I know this is a thorny old problem, but I'm having trouble resolving it.
Here's the set-up. I'm running Linux. The MySQL data directory (as configured in my.cnf) is /share/mysql/data/ because I was sharing the data between Linux and Windows on a dual-boot system. This set-up has been working fine for months.
Some time ago I stopped using and removed Windows. So today I decided that the /share partition should no longer be FAT32. I backup-up everything on it (just simply copied the files to another partition) reformatted as ext3 and copied everything back. Now mysqld won't keep running - ie, it starts up then immediately shuts down again - and I found a message in the mysqld.log file saying:
040508 11:10:24 mysqld started 040508 11:10:24 /usr/sbin/mysqld: Can't find file: 'host.MYD' (errno: 2) 040508 11:10:24 mysqld ended
But, the file host.MYD is definitely in the /share/mysql/data/mysql/ directory, although it appears to be 0 bytes (?).

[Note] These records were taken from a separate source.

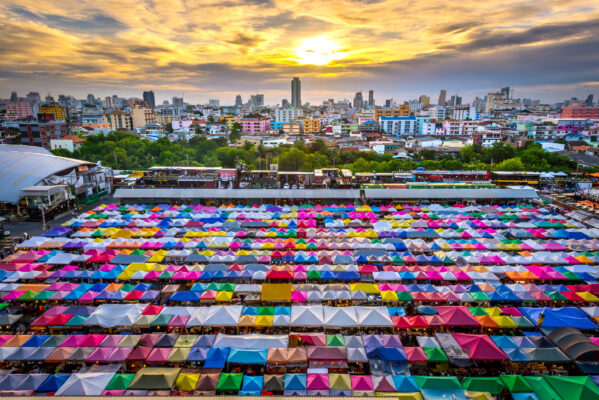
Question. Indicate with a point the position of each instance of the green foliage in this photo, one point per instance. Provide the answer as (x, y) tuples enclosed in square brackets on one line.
[(123, 150)]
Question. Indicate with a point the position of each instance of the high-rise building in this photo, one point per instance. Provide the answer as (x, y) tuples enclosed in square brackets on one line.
[(442, 98), (589, 100), (455, 100), (296, 92), (141, 115), (34, 98), (358, 101), (257, 100), (18, 110), (177, 101), (149, 98)]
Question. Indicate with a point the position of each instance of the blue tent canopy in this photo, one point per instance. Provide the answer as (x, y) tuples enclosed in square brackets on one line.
[(251, 386), (405, 384), (295, 381), (248, 356), (216, 358)]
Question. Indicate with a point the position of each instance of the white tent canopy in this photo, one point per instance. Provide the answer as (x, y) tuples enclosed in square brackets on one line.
[(85, 384), (340, 317), (307, 316)]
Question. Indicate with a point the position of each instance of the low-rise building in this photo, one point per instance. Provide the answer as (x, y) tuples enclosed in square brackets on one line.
[(68, 142), (119, 121)]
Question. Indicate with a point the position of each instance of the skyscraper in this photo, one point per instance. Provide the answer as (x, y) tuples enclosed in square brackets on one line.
[(455, 100), (296, 92), (177, 101), (358, 101), (149, 98), (589, 100), (442, 98)]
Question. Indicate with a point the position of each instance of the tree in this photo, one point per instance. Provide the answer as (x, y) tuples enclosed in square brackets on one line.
[(512, 164)]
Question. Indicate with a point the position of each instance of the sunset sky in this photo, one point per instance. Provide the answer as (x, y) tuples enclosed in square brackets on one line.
[(217, 49)]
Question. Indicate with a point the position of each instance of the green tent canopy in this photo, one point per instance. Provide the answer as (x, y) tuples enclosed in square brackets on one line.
[(516, 383), (120, 382), (229, 382), (435, 354), (493, 385)]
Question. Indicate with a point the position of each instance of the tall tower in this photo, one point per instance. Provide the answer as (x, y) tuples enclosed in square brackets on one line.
[(358, 101), (296, 92), (442, 98), (149, 98)]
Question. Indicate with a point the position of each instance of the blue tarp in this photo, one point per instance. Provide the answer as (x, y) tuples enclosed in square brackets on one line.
[(251, 386), (216, 357), (558, 317), (248, 356), (295, 381)]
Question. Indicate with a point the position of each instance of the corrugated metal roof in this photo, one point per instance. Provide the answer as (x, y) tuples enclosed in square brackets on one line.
[(441, 194), (23, 166), (237, 193)]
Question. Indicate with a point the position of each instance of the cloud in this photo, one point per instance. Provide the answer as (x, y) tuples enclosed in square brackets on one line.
[(212, 48), (485, 39), (241, 39), (93, 21)]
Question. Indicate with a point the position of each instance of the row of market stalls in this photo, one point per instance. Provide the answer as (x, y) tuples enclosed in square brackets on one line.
[(411, 302), (167, 381)]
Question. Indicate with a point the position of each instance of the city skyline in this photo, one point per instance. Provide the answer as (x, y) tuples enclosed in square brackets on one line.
[(543, 50)]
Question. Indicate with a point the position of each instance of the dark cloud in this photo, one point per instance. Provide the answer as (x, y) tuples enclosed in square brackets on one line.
[(292, 24), (485, 39), (144, 49), (457, 27), (95, 21), (243, 40)]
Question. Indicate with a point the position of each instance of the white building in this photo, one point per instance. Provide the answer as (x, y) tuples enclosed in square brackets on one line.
[(398, 125)]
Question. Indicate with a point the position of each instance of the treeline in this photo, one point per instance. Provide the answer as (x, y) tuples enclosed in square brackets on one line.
[(127, 151)]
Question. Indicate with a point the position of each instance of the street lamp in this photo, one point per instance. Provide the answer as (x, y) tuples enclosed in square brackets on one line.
[(43, 209)]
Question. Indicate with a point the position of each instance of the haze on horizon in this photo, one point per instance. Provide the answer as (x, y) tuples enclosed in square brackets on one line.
[(544, 49)]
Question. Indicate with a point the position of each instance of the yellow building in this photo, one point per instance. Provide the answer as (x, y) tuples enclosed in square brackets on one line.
[(293, 128), (119, 121), (230, 120), (401, 111), (141, 115), (311, 126), (54, 109)]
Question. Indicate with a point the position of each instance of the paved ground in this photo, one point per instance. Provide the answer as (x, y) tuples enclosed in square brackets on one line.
[(35, 228)]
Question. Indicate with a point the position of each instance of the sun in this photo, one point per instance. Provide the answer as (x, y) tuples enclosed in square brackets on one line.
[(318, 50)]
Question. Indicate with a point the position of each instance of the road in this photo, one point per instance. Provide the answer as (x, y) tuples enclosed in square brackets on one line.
[(35, 228)]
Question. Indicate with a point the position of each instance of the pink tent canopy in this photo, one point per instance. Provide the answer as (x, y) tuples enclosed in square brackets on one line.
[(362, 382), (479, 347), (317, 381)]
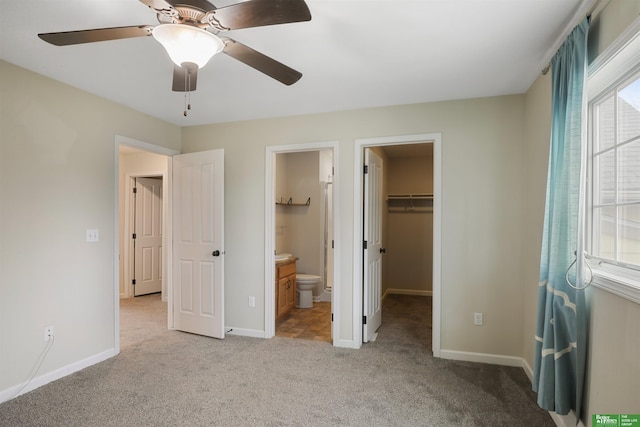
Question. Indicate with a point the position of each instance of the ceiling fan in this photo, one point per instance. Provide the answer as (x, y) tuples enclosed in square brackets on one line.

I figured this might be a file permissions error, so I've tried changing the owner for all the mysql files to 'mysql' (group is currently 'root') and permissions are 755. This hasn't solved the problem.
Any ideas would be most welcome.
@+ Steve
Steve:
Check to see if mysqld is correctly reading your my.cnf, and that no other --datadir option gets passed on the command line before my.cnf is read. The easiest way to do it is to add debugging messages to mysqld_safe script (safe_mysqld in the older versions).